WorstDay <- days[[worstday_index]]

# find outliers of worst day ====================================================

worst_day_outliers <- WorstDay[worst_day_outliers_ind, ]

# convert xts back to tibble

WorstDayTibble <-  tibble( datetime = index(WorstDay),
                          Value = coredata(WorstDay) )


outliersTibble <- tibble( datetime = index(worst_day_outliers),
                          Value = coredata(worst_day_outliers) )

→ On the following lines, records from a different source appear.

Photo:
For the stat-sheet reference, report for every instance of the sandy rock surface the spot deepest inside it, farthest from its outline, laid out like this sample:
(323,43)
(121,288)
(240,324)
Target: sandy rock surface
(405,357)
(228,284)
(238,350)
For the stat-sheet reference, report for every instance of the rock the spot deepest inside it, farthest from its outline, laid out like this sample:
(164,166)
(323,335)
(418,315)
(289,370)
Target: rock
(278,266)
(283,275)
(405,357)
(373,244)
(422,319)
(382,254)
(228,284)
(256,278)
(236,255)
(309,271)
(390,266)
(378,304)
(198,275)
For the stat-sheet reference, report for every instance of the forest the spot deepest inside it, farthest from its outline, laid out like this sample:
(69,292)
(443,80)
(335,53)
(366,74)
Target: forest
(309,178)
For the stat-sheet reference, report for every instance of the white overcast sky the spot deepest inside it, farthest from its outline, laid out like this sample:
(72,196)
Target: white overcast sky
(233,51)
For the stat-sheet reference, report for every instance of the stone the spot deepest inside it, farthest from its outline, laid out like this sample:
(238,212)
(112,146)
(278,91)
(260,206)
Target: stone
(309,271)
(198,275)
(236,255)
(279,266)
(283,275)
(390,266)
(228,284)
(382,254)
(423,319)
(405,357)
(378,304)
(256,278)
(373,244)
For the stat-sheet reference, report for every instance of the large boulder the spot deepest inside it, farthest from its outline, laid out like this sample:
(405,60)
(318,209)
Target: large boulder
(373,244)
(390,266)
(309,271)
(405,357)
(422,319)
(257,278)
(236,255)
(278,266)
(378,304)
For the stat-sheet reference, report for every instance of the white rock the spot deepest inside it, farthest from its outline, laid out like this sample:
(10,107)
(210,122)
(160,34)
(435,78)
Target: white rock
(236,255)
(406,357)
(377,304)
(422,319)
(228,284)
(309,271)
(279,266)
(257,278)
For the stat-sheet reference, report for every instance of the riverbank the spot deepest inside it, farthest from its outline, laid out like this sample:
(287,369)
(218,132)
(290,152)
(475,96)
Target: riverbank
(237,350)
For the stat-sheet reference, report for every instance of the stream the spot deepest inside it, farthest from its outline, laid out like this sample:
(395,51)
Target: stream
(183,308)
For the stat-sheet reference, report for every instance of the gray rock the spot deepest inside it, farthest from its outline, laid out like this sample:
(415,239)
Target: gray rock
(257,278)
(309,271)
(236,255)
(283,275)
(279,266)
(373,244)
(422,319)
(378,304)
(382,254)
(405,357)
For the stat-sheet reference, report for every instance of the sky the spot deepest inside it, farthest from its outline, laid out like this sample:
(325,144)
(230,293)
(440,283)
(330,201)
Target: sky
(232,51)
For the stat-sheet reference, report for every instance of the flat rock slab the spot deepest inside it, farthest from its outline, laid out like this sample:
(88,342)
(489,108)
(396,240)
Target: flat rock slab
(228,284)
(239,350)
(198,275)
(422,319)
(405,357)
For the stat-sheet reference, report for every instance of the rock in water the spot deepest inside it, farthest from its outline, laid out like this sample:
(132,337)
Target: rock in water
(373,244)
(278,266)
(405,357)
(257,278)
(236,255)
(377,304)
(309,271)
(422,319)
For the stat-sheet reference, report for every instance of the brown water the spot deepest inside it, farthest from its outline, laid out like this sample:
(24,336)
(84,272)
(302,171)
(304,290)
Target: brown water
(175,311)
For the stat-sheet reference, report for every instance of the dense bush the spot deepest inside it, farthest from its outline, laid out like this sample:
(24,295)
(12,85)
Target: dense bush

# plot worst day  ====================================================

worstDay_Plot <-   ggplot(data = WorstDayTibble, aes(x = datetime, y = Value)) +
  geom_point(size = 0.9, color = "darkgreen") +
  geom_point(data = outliersTibble, color = "red", size = 1) + 
  geom_hline(yintercept=upper_bound, linetype="dashed", color = "red") +
  theme_bw()  +
  labs(x="", title = paste0("% Processor Time, _Total, Percentile: 0.975, Threshold: ", round(upper_bound,2)))


library(ggpubr)
ggpubr::ggarrange(alldays_plot, worstDay_Plot)

Here is the result:

result

What I don't like in my code - to split data to days and search through them I need to convert it to xts. To plot data via ggplot2, I have to convert data back to tibble. Is it possible to avoid that double conversion and make code simplier?


Solution

  • You don't need to convert your data to xts and back. Keeping the data into dateframe/tibble you can get worst day using :

    library(dplyr)
    
    #Add date column
    cpu_df <- cpu_df %>% mutate(date = as.Date(datetime))
    
    #For each date count number of Value greater than 0.975 quantile 
    #and select the date with max outliers.
    WorstDay <- cpu_df %>%
                 group_by(date) %>%
                 summarise(n = sum(Value > quantile(Value, 0.975))) %>%
                 slice(which.max(n)) %>%
                 left_join(cpu_df, by = 'date')
    

    You can use this data for plotting.